Should investors follow the advice of big names on Wall Street? One challenge in doing so is that sometimes analysts have very different takes. Fortunately, there’s some agreement on other occasions.
Consider these two companies: Block (NYSE: SQ) and Intellia Therapeutics (NASDAQ: NTLA). Both are among picks by Cathie Wood, CEO of a famous investment management firm. These stocks also have consensus price targets from Wall Street analysts that imply significant upsides.
Should you consider purchasing shares of Block and Intellia Therapeutics on this basis? Let’s find out.
1. Block
Block has had a challenging year: The company’s shares are down 14% year to date. Though sales are still moving in the right direction, growth rates have slowed in the past few years and are, to some extent, influenced by Bitcoin-related revenue. This area of Block’s business is somewhat unpredictable, something the market doesn’t like.
On the other hand, Block is making progress on the bottom line; the company has turned in profits for the past three quarters in a row. If it can sustain that profitable growth, the stock could bounce back. But could it live up to the Street’s expectations in the next year?
Analysts’ average price target for the stock is $87.12, representing an upside of about 32% over its recent share price of $66.05. My view is that Block is unlikely to hit this target, because there are no significant catalysts ahead for the stock. While Bitcoin-related fluctuations could help its revenue growth jump, they could also do the opposite — it’s hard to predict which.
Furthermore, Block doesn’t seem to be deeply undervalued. True, its forward price-to-sales ratio is 1.6, and the “undervalued” range typically starts at 2. However, Block’s forward price-to-earnings is 18.6, a bit higher than the average of 16 for the financial industry.
Beyond the next 12 months, could the company deliver excellent returns over the long run? In this department, I think there are solid reasons to be optimistic. Block’s core ecosystems continue to perform well. They include its suite of tools for small and medium-sized businesses through Square. And its peer-to-peer payment app, Cash App, now offers various options that compete with banks, from direct deposits to stock and crypto trading to a debit card.
In the second quarter, Square gross profit jumped by 15% year over year to $923 million, while Cash App’s came in at $1.3 billion, 23% higher than the year-ago period.

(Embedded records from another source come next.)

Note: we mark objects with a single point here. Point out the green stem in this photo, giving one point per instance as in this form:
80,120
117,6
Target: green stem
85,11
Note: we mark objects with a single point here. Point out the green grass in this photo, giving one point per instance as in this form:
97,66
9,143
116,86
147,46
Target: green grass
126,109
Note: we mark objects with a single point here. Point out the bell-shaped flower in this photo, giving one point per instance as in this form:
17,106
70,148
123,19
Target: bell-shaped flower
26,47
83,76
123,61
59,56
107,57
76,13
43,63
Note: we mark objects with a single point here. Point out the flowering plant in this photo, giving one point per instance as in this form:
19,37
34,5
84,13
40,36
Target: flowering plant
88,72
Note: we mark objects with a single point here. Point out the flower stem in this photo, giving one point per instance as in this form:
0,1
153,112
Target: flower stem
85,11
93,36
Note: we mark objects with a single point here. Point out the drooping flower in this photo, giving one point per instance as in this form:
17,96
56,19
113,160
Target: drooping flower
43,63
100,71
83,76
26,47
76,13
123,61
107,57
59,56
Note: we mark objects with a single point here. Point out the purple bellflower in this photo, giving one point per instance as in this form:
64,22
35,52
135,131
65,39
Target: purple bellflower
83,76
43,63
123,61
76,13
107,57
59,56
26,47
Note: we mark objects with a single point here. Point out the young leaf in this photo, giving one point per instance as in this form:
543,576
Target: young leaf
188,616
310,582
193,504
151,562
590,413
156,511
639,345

Total gross profit increased 20% year over year to $2.23 billion. And net income of $195 million was much better than the net loss of $102 million reported in the year-ago period.

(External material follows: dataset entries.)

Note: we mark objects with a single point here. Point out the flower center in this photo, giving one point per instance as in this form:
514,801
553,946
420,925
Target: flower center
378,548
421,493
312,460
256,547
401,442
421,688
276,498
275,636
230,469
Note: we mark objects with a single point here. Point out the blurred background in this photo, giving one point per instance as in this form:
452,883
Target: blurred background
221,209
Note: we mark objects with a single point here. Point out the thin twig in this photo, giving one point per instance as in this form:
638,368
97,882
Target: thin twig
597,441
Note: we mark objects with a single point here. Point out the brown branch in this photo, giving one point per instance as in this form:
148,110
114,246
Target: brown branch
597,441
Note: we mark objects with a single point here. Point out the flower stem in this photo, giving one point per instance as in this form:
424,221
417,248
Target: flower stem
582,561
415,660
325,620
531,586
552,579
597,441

Block has generally upgraded its platform by offering more services, thereby attracting more customers. The company’s solid position in fintech and large existing ecosystem make it a good pick to profit from long-term opportunities in the industry.
2. Intellia Therapeutics
In the past few years, investors have moved away from somewhat promising but speculative and unprofitable businesses. That description fits Intellia Therapeutics to a T. The biotech, which focuses on gene editing, looks like an innovative company. It currently has no approved products, but Intellia is making steady progress.

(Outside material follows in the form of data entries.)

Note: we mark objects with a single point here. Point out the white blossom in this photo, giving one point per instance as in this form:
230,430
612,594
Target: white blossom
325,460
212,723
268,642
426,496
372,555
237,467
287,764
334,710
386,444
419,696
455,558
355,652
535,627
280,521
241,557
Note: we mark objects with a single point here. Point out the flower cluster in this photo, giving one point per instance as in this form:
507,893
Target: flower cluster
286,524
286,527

The company’s leading candidate is NTLA-2001, which is being developed to treat transthyretin (ATTR) amyloidosis, a rare disease caused when a transport protein called transthyretin fails to fold properly. It leads to various symptoms, including stomach pain, difficulty breathing and walking, and more. There are two types of ATTR amyloidosis: the hereditary version, which affects some 50,000 people worldwide, and wild-type (which comes with aging), which affects between 200,000 and 500,000 people.
Intellia is now enrolling patients for a phase 3 study of NTLA-2001 in treating ATTR amyloidosis with cardiomyopathy (a group of heart-related problems). It also expects to start another late-stage study in hereditary ATTR amyloidosis by the end of the year. There are as yet no cures for this disease; NTLA-2001 could be the first.
The biotech does have several other pipeline candidates. NTLA-2002, a potential therapy for hereditary angioedema (a disease that causes swelling under the skin) could start a phase 3 study this year after passing phase 2 clinical trials. And Intellia could have several catalysts, mainly data readouts from its ongoing studies, in the next 12 months. If the data is positive across the board, the company’s shares will almost certainly soar.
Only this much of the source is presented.